The ES/VaR ratio tells you how heavy your tails are. For a normal distribution, the ratio is about 1.2× at 95% confidence. For real financial returns, it's typically 1.5–2.5×. If your ratio is above 2×, you have seriously fat tails and should be extra cautious with position sizing. This chart shows how the ratio varies across asset classes. Crypto has the fattest tails, followed by individual equities. Diversified portfolios have thinner tails — because diversification works.

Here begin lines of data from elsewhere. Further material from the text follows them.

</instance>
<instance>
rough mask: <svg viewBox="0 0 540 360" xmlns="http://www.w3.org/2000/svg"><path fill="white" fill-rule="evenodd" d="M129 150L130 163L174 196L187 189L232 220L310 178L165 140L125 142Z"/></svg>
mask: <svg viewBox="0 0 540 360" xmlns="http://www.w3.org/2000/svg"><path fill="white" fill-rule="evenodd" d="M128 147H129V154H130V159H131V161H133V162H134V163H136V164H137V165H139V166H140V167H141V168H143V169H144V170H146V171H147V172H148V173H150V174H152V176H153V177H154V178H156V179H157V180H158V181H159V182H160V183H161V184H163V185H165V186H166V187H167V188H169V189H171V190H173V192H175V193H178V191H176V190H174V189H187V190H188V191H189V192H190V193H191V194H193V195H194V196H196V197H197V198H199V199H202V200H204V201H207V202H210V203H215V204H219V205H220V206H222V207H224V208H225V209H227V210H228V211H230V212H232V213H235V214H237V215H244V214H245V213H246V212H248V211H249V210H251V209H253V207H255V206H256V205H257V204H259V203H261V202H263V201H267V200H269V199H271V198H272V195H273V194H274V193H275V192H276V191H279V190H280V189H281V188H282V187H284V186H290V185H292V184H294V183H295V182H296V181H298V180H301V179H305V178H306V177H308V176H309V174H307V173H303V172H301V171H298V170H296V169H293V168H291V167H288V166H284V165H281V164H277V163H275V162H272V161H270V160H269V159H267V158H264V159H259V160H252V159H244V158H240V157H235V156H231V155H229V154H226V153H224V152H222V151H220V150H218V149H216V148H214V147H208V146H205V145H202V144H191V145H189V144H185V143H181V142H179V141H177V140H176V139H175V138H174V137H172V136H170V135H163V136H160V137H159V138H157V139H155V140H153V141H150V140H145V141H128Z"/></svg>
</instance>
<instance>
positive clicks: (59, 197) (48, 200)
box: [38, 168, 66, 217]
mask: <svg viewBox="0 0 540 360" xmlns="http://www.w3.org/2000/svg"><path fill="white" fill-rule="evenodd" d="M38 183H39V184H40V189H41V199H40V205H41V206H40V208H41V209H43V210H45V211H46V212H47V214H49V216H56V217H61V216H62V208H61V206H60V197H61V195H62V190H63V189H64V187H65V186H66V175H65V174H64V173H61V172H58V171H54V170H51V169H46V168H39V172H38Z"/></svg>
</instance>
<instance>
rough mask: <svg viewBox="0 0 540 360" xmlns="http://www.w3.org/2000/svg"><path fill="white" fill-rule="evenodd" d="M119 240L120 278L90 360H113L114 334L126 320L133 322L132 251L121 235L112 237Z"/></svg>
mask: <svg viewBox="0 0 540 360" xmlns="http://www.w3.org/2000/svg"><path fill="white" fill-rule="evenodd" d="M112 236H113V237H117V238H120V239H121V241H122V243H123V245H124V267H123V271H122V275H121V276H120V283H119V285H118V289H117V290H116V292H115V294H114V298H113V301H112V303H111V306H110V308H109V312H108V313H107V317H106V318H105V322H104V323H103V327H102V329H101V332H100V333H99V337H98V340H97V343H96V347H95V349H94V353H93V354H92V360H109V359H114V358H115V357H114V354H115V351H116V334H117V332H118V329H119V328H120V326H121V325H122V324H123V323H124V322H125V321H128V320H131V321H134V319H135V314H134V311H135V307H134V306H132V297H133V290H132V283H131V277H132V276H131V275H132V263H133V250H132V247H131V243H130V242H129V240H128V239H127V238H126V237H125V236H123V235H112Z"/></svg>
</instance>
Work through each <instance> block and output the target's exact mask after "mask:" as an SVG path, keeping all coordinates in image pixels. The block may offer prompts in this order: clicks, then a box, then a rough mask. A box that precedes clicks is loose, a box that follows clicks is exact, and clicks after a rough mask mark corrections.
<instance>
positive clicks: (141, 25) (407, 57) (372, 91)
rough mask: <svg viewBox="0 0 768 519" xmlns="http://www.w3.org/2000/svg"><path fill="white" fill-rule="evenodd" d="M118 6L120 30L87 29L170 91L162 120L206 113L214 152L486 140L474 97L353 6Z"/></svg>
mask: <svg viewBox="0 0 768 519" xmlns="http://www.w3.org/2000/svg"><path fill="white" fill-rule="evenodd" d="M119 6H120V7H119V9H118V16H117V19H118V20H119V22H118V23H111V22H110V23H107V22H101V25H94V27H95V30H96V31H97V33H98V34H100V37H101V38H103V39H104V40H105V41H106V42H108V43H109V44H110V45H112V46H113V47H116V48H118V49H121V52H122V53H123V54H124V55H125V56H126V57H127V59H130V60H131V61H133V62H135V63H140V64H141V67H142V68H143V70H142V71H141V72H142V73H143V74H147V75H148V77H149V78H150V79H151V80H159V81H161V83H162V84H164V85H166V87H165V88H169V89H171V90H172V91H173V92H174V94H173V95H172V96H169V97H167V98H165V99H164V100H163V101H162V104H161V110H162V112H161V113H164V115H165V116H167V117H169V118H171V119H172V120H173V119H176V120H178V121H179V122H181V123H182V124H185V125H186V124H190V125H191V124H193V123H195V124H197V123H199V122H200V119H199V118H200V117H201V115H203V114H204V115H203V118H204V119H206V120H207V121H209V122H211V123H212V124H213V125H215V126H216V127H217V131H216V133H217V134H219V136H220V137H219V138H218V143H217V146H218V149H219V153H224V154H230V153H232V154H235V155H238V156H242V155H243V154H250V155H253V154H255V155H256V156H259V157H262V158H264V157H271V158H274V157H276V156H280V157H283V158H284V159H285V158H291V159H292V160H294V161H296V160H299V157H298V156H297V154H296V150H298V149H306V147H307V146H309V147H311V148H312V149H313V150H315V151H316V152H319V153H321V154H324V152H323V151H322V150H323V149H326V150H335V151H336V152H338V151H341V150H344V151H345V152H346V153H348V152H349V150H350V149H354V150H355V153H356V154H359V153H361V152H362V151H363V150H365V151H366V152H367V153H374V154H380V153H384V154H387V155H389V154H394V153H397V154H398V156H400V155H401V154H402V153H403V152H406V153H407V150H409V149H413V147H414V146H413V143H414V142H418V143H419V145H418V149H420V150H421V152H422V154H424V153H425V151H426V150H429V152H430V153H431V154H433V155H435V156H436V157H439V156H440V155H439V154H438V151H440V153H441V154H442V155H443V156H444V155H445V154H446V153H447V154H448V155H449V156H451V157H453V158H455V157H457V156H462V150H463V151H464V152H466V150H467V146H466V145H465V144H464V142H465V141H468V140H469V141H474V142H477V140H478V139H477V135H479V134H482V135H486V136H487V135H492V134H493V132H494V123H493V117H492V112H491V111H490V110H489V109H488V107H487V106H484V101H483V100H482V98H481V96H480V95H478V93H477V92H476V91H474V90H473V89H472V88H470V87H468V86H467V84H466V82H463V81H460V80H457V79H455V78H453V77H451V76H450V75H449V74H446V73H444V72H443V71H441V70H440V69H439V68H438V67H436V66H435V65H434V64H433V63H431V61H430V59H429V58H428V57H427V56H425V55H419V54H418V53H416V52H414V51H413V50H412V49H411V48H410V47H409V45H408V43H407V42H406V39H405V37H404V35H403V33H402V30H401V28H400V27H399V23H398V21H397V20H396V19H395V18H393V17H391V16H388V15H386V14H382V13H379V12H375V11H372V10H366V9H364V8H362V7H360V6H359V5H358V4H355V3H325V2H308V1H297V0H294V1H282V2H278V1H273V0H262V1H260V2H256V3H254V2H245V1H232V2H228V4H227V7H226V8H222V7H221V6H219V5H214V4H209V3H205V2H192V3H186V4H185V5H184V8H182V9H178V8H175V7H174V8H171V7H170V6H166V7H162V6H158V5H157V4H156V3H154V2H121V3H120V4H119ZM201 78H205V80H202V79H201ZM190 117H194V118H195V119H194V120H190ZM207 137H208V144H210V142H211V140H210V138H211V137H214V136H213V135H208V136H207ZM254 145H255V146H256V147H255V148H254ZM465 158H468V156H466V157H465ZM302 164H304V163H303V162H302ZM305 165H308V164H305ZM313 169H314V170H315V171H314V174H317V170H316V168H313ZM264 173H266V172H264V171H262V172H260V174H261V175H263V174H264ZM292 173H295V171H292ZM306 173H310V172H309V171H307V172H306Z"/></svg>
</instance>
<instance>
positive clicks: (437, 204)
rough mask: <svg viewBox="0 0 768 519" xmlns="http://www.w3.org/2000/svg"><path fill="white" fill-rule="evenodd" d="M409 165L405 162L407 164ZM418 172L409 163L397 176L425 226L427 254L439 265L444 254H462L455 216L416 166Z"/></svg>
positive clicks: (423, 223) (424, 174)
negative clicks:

ES/VaR Ratio by Asset Class (95% Confidence)

Key Formulas

Expected Shortfall

Average of all VaR levels beyond the confidence threshold. This captures the entire tail, not just the boundary. For discrete samples: average all returns worse than VaR.

Discrete ES

Sort returns worst to best. Average the worst (1-α)×n returns. That's your ES. Simple and model-free.

Hands-On Code

VaR vs Expected Shortfall

python
import numpy as np

def var_and_es(returns, confidence=0.95):
    """Compute both VaR and Expected Shortfall."""
    alpha = 1 - confidence
    sorted_returns = np.sort(returns)
    cutoff = int(len(returns) * alpha)
    
    var = -sorted_returns[cutoff]
    es = -sorted_returns[:cutoff].mean()
    
    print(f"{confidence:.0%} VaR: {var:.2%}")
    print(f"{confidence:.0%} ES:  {es:.2%}")
    print(f"ES/VaR ratio: {es/var:.2f}x")
    print(f"  Tail is {es/var:.2f}x worse than VaR boundary")
    
    return var, es

The ES/VaR ratio tells you about tail severity. Normal distributions give ~1.2×. Real financial data often runs 1.5–2×. That gap is why VaR alone is dangerous.

Knowledge Check

Q1.Two portfolios have 95% VaR = 5%. Portfolio A has ES = 6%, Portfolio B has ES = 20%. Which is riskier?

Assignment

Generate returns from both a normal distribution and a Student-t distribution (df=3). Compute VaR and ES for both. The t-distribution should show a much larger ES/VaR ratio — that's fat tails making VaR misleading.